After several experiments with different dictionaries, conclusions were drawn that the system will start to loose quality by increasing the volume of the dictionary. The highest accuracy when using simple dictionaries was at least 10 words. To improve the quality of speech recognition can be specially constructing the dictionary and trigrams model for him. This approach allows us to highlight sustainable design instead of separate words. To improve accuracy required adjustment to the environment in which you work, i.e. the settings in the configuration file for the equipment and microphone. Further work to improve the level of recognition is conducted.

Conclusion

Review articles and current developments showed that the topic of speech recognition relevant today as ever. No, in the public domain, similar systems predictive of program code using speech confirm the scientific novelty of the work and relevance.

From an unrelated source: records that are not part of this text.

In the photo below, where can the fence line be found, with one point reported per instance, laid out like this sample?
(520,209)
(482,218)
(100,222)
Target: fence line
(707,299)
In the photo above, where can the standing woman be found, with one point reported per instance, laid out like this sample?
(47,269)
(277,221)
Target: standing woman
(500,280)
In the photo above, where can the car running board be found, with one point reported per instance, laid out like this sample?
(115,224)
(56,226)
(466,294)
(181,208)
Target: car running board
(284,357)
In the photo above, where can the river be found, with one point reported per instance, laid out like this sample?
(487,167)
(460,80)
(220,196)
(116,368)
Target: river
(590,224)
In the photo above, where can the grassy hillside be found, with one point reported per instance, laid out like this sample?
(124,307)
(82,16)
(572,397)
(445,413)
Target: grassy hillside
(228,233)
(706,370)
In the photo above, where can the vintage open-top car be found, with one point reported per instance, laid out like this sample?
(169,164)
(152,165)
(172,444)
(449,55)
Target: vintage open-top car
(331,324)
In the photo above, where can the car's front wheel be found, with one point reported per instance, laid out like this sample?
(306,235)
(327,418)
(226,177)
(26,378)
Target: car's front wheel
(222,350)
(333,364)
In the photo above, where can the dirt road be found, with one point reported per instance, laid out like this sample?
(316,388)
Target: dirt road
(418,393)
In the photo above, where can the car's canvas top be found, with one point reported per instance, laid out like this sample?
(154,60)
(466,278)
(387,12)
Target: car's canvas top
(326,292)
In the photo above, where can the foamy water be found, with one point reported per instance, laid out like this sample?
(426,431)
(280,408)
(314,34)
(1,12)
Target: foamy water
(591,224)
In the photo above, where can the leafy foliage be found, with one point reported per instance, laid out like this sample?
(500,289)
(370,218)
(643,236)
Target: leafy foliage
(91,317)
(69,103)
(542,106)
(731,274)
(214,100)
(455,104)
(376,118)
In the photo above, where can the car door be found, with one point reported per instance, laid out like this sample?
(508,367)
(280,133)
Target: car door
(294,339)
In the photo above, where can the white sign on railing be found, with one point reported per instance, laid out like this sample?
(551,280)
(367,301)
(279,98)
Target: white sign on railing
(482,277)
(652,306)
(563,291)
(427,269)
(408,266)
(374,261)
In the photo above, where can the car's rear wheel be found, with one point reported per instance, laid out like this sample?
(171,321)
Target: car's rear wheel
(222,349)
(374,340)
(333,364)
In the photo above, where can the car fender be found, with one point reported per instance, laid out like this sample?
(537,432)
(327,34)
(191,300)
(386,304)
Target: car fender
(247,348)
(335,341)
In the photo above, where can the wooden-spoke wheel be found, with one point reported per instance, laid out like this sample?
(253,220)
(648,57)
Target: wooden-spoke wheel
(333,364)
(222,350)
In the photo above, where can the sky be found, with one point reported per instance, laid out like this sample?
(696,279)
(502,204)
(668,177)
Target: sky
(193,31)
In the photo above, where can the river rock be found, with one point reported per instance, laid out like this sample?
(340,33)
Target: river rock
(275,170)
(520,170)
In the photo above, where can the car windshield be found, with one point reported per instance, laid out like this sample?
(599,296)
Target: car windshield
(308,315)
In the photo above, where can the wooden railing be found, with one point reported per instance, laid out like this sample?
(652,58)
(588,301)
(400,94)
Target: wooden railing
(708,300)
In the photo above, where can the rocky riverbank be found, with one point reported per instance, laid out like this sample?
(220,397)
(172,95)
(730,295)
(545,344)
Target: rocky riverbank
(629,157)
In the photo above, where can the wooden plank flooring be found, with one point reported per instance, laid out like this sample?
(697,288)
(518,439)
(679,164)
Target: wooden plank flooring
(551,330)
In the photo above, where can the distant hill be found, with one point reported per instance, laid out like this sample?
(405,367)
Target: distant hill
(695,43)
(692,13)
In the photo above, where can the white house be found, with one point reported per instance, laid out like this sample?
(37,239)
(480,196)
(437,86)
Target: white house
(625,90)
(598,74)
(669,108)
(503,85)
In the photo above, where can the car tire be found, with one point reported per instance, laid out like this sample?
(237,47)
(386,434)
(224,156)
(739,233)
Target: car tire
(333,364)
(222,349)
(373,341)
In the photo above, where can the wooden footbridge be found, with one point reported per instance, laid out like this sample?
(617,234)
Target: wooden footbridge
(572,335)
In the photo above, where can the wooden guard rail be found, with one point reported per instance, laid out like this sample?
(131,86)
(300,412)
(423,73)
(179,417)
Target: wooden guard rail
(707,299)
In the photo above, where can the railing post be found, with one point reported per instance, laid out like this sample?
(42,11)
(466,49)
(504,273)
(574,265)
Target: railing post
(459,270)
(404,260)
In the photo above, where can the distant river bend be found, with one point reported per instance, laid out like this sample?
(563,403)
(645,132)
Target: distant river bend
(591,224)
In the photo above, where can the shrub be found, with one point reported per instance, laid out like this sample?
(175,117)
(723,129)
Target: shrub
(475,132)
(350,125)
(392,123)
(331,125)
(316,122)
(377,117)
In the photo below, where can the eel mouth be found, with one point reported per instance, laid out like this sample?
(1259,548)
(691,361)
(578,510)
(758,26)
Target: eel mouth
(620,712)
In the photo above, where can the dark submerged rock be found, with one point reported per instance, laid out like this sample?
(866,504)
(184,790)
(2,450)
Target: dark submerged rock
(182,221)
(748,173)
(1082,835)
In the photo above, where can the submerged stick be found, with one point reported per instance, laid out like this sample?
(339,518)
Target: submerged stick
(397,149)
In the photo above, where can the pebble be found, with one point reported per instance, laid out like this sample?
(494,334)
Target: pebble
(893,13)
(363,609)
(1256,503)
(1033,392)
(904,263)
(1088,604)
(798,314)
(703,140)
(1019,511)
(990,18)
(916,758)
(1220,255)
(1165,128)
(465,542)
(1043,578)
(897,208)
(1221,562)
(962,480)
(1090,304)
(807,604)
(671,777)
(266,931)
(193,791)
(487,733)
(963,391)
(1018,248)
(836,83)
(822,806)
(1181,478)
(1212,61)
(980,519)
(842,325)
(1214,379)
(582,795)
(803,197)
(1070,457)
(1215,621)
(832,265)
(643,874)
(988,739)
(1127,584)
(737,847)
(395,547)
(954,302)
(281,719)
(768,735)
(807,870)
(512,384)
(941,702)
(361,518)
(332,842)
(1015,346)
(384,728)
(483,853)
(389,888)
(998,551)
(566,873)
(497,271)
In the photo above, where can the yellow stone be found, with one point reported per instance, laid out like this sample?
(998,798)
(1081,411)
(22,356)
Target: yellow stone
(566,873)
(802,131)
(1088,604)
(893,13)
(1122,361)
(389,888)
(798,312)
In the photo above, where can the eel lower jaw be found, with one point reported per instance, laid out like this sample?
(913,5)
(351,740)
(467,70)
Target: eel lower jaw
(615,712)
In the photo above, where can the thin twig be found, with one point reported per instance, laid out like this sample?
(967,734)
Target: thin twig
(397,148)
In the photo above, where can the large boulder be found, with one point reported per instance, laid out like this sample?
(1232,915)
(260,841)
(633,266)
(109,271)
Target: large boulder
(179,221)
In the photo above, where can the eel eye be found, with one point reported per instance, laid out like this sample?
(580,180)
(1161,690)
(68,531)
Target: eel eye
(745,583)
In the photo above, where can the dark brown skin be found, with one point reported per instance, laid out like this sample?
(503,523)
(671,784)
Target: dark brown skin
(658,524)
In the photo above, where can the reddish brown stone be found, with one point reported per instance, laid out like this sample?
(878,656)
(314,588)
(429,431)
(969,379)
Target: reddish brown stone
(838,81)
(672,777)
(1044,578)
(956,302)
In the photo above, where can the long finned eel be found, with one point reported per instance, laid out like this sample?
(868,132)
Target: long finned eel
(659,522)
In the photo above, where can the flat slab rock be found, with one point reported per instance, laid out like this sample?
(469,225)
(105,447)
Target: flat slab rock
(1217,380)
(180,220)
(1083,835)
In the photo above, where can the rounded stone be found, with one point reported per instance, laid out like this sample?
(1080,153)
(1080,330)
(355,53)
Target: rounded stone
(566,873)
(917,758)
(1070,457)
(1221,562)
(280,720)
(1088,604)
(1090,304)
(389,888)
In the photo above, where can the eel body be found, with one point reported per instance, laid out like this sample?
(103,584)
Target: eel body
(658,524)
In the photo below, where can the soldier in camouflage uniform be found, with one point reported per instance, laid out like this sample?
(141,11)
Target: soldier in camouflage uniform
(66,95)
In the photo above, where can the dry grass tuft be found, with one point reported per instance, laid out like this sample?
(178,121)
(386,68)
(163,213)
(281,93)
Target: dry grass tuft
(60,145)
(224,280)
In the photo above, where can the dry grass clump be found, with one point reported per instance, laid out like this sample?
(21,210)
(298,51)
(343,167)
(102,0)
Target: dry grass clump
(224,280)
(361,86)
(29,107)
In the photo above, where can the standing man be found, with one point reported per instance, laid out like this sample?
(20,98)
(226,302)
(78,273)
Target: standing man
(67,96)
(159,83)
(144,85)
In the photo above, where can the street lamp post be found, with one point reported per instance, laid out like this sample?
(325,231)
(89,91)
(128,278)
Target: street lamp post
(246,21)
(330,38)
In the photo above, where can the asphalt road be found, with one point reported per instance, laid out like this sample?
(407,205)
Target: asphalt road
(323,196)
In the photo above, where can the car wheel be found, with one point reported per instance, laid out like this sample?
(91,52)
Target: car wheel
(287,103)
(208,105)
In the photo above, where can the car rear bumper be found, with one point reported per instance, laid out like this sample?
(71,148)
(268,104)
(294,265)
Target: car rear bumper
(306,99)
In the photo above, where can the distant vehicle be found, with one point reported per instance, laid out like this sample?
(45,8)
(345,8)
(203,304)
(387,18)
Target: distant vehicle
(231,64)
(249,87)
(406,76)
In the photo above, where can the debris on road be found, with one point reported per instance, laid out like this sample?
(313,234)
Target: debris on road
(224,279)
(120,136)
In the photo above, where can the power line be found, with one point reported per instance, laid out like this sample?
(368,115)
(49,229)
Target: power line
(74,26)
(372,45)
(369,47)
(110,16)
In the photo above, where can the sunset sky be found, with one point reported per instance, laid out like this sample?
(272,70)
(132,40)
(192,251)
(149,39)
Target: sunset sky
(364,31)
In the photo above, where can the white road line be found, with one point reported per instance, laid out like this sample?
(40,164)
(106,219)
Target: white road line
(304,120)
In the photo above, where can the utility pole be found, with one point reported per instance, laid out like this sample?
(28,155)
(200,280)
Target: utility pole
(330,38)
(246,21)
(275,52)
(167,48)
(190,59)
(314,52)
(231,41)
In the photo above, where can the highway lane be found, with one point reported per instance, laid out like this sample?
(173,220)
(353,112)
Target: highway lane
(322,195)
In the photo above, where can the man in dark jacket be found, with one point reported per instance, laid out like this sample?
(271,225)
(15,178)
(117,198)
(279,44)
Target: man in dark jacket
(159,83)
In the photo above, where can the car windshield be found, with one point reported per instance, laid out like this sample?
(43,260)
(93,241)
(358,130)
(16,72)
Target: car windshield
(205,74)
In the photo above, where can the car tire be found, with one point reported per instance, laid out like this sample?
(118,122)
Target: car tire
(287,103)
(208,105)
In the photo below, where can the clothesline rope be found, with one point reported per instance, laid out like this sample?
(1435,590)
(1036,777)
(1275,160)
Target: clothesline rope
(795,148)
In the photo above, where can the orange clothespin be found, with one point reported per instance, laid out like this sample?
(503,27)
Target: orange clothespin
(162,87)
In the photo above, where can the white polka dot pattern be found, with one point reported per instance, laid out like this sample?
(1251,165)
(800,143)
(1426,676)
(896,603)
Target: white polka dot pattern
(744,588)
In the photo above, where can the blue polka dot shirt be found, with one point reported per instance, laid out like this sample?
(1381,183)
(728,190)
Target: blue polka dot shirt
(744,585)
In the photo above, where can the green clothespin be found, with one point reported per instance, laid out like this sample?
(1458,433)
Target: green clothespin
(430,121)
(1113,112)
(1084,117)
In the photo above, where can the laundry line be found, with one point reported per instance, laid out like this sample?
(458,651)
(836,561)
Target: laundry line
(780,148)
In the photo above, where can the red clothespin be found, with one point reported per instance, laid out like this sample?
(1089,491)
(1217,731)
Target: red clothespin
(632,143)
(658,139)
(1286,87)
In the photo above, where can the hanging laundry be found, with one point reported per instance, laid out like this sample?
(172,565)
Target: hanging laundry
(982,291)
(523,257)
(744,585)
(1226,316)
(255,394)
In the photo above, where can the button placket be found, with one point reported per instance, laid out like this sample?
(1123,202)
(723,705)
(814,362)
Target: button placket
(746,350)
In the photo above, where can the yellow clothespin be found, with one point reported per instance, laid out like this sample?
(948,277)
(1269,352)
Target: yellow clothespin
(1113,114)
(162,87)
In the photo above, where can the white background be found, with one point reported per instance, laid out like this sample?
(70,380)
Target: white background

The performance review system built shows that need refinement as dictionaries and acoustic models. To improve the recognition results required adjustment to the speaker equipment. Further work will be carried out in these areas.

References

  1. Сайт з розпізнавання та синтезу мовлення в Україні [Electronic source]. — Access Mode: http://speech.com.ua.
  2. CMU Sphinx Open Source Toolkit For Speech Recognition Evaluation [Electronic source]. — Access Mode: http://cmusphinx.sourceforge.net/.
  3. Sphinx-4: A Flexible Open Source Framework for Speech Recognition [Electronic source]. — Access Mode: http://twiki.di.uniroma1.it/pub/NLP/WebHome/Sphinx4Whitepaper.pdf.
  4. Федяев О. И., Савкова Д. Г., Бакаленко В. С. Речевой интерфейс для интеллектуализации ввода исходного кода программ // 15 международная научная конференция им. Т.А.Таран Интеллектуальный анализ информации (ИАИ–2015), Киев, 20–21 мая 2015 г. — К.: Просвіта, 2015. — c. 21–28.
  5. Рабинер Л. Р. Скрытые марковские модели и их применение в избранных приложениях при распознавании речи// ТИИЭР. — 1984. — Т.72, № 2. — с. 86–120.
  6. Савкова Д. Г., Бондаренко И. Ю. Опыт применения инструментальной системы Sphinx для решения задачи распознавания речевых команд управления компьютерными системами // Сборник материалом 3-й Всеукраинской научно-практической конференции Информационные управляющие системы и компьютерный мониторинг ИУС КМ–2012. — Донецк: ДонНТУ. — 2012. — с. 111–117.
  7. Welcome — Russian Evaluation [Electronic source]. — Access Mode: http://www.voxforge.org/ru.
  8. Использование Google Speech API для управления компьютером [Electronic source]. — Access Mode: http://habrahabr.ru/post/144535/.
  9. Речевые технологии SpeechKit [Electronic source]. — Access Mode: https://tech.yandex.ru/speechkit/.
  10. RWTH ASR — The RWTH Aachen University Speech Recognition System [Electronic source]. — Access Mode: http://www-i6.informatik.rwth-aachen.de/rwth-asr/.
  11. Open-Source Large Vocabulary CSR Engine Julius [Electronic source]. — Access Mode: http://julius.osdn.jp/en_index.php.
  12. Example of the Baum–Welch Algorithm [Electronic source]. — Access Mode: http://www.indiana.edu/~iulg/moss/hmmcalculations.pdf .
  13. Винцюк Т. К. Анализ, распознавание и интерпретация речевых сигналов. — К.: Наукова думка, 1987. — с. 264.
  14. Чистович Л. А., Венцов А. В., Ганстрем М. П. и др. Физиология речи. Восприятие речи человеком. — Л.: Наука, 1976.